Senate passes Paul's amendment to bar government from funding gain-of-function research in China
"We may not know whether this ever arose out of a Wuhan lab, but I think gain-of-function research ... is wrong," Paul said.
The Senate on Wednesday passed Sen. Rand Paul's amendment which, if it becomes law, would prohibit the U.S. government from funding gain-of-function research in China.
"We may never know whether the pandemic arose from the lab in Wuhan, but we do know that so far no intermediate animal host has been discovered," Paul said on the chamber floor prior to the vote.
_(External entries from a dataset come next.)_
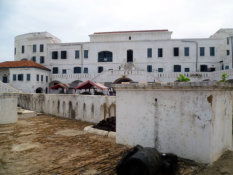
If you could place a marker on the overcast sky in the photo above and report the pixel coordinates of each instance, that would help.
(74, 20)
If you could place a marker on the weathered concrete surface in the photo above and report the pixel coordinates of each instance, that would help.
(90, 108)
(22, 113)
(192, 120)
(8, 108)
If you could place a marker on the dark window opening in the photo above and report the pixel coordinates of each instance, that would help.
(177, 68)
(212, 51)
(149, 52)
(85, 53)
(187, 69)
(202, 51)
(129, 55)
(20, 77)
(34, 48)
(149, 68)
(28, 77)
(63, 54)
(100, 69)
(41, 48)
(42, 59)
(4, 79)
(203, 68)
(160, 69)
(54, 55)
(77, 54)
(34, 58)
(77, 70)
(14, 77)
(55, 70)
(105, 56)
(85, 70)
(186, 51)
(160, 52)
(22, 49)
(39, 90)
(176, 51)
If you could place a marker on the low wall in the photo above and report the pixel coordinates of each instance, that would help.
(8, 108)
(90, 108)
(191, 120)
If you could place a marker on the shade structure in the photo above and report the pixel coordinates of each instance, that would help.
(60, 85)
(88, 84)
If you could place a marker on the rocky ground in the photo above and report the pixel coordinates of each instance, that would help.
(51, 145)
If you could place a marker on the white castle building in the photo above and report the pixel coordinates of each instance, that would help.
(139, 56)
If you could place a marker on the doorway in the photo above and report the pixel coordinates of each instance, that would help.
(4, 79)
(129, 56)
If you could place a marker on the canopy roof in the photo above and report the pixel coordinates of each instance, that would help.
(88, 84)
(22, 64)
(60, 85)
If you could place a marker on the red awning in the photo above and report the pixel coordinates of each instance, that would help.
(88, 84)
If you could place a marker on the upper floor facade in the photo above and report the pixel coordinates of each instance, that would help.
(152, 51)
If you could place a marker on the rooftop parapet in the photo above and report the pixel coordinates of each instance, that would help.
(208, 85)
(137, 35)
(38, 35)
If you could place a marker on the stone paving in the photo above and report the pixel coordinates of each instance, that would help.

"Thousands of animals at the wet market have been looked at. None of them have carried COVID-19. We've tried to infect COVID-19 into bats. It doesn't grow well in bats. It seems most adapted and suitable for humans. We may not know whether this ever arose out of a Wuhan lab, but I think gain-of-function research, where we take a deadly virus — sometimes much more deadly than COVID — and then we increase its transmissibility to mammals, is wrong. In 2014 NIH stopped all of this research. I'm using the same definition to say any gain-of-function research should not be funded in China with U.S. taxpayer dollars and I recommend a yes vote," Paul said.
The Kentucky Republican's amendment is cosponsored by several other GOP senators. The amendment has been folded into technology investment legislation known as the Endless Frontier Act, according to Business Insider.